During the last eighteen months and through the process of drafting The King of Highbanks Road, there is something I’ve not shared with you. It’s the kind of thing that troubles a writer deep down. Even makes him wonder whether it’s worth it.
I’ve never been able to explain to you how it’s more than just a story. I’ve known it was more, even if but from a feeling deep down inside my soul that couldn’t be explained. The words describing it wouldn’t come out. But I knew it was more.
And so there was always a nagging void between the writer and the reader. To be completely honest, I felt a bit inadequate in the vortex of that void, and struggled daily because the story I’ve been telling you wasn’t, well, whole.
We are about to clear all that up.
***
There was not a day that passed from the time I was 5 years old until the day my father died from natural causes in 2011 when I did not believe that would be the day we found him in a roadside ditch, his head blown off with a shotgun.
Every summer morning in 1981 as the temperatures exceeded 100 degrees for 23
consecutive days, I watched dad force down a cup of coffee, then he’d go to the bathroom and vomit for ten minutes. We literally watched a crop burn up that year. It happened to small farmers everywhere. Interest rates skyrocketed the next year, and the banks came after our land. They didn’t care if we had to sleep in a ditch. They just wanted their money. I never believed my father would survive the pressure.

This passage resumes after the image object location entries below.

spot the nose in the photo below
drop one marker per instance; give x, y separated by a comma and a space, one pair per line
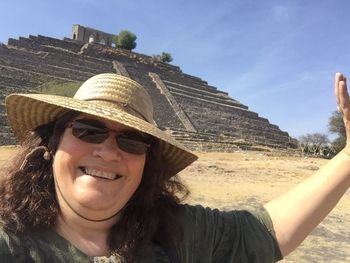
108, 150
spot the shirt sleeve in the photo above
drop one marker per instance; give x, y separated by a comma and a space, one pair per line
235, 236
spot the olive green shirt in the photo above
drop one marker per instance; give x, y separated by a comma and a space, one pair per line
209, 236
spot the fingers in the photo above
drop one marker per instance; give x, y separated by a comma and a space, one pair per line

He died twenty years later, hundreds of thousands of dollars in debt.
Earlier this week I randomly came across a 2018 article in The Guardian about suicide rates in rural America. Its title: Why Are American Farmers Killing Themselves? The story quoted two academic researchers who had dedicated their life to counseling small farmers in rural America. And their research specialized on the 1980s.
The weather, the markets, the interest rates, the stress. It was the “wrecking ball” that became the beginning of the end of the small farmer on the American landscape, they said.
A “wrecking ball.”
These guys were telling the part of the story that I didn’t know how to tell. The view from twenty-thousand feet. The big picture.

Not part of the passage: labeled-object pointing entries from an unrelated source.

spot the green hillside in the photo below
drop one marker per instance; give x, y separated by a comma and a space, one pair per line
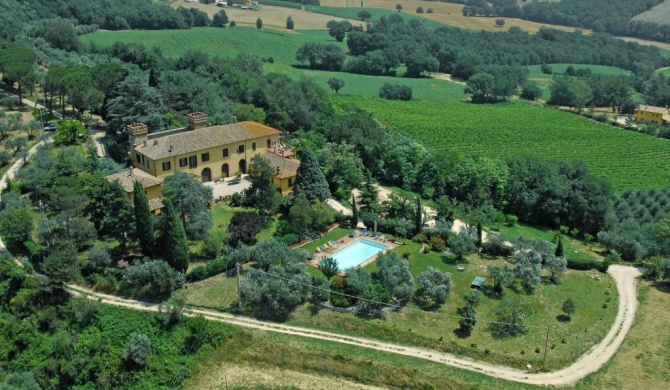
627, 159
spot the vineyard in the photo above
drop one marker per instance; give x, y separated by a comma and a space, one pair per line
629, 160
281, 46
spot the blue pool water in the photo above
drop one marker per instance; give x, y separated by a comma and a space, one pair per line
356, 253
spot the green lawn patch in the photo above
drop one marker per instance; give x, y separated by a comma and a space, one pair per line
627, 159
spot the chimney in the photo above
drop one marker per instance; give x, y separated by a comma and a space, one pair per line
196, 120
137, 133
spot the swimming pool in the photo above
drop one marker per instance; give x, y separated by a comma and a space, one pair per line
356, 253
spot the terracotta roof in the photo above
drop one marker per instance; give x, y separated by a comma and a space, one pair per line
127, 180
288, 167
201, 139
658, 110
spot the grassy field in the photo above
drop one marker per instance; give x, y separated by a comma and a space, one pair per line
627, 159
281, 46
534, 71
436, 329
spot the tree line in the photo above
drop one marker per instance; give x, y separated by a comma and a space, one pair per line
613, 17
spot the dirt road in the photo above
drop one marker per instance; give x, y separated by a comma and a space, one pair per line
590, 362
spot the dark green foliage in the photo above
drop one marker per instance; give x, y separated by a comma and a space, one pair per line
559, 247
510, 314
394, 274
137, 351
191, 200
243, 228
335, 84
173, 239
144, 220
212, 268
151, 279
329, 267
310, 183
395, 92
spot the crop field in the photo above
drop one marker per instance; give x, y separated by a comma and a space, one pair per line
445, 13
627, 159
659, 14
534, 71
281, 46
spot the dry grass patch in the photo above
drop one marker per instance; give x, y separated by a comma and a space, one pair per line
273, 17
643, 361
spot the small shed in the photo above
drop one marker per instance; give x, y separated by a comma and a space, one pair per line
478, 282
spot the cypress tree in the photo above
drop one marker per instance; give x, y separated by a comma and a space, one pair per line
354, 216
175, 245
310, 183
559, 248
144, 222
418, 217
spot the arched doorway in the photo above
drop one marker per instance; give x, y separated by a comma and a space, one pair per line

Finishing the long story, I put my head into my hands and cried. I tracked down those researchers and called them, and we talked, and I cried some more. I told them my story. They said they’d heard it a million times. And so they let me cry some more.
“But farm families are proud, and we just don’t talk about it a lot,” the said. “…and yes, we’d be happy to help you with your book. Whatever you need. Anything.”

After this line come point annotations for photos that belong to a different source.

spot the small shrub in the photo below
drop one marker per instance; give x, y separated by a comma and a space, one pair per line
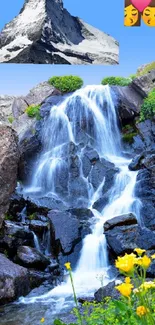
116, 81
34, 111
133, 76
128, 137
66, 84
10, 119
146, 69
148, 107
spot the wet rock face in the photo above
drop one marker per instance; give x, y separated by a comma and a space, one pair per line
52, 35
8, 167
31, 258
14, 235
14, 280
145, 189
128, 101
123, 234
67, 239
146, 138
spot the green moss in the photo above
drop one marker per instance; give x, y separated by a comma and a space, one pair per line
10, 119
34, 111
128, 137
66, 84
148, 107
146, 69
116, 81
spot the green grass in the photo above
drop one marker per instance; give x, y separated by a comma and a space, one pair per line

The thing is, everyone’s normal is relative. We are products of that place from which we come. Without and understanding of something else, the only thing we know is our normal. But there was something that just kept telling me my normal was different. I witnessed too much stress, too much pain, too much struggle. Surely that wasn’t normal.
And so even though I didn’t really know what to call it, I had a deep, down desire to tell you about it and share it with you. It seemed a story that needed told.
And now I get it. It WAS something.
It was a wrecking ball that tore through the landscape I called home.
-30-
Karen Montieth
Thank you for telling your story behind the story.
The poem “Invictus” parallels and explains in a different format what held you together all those years.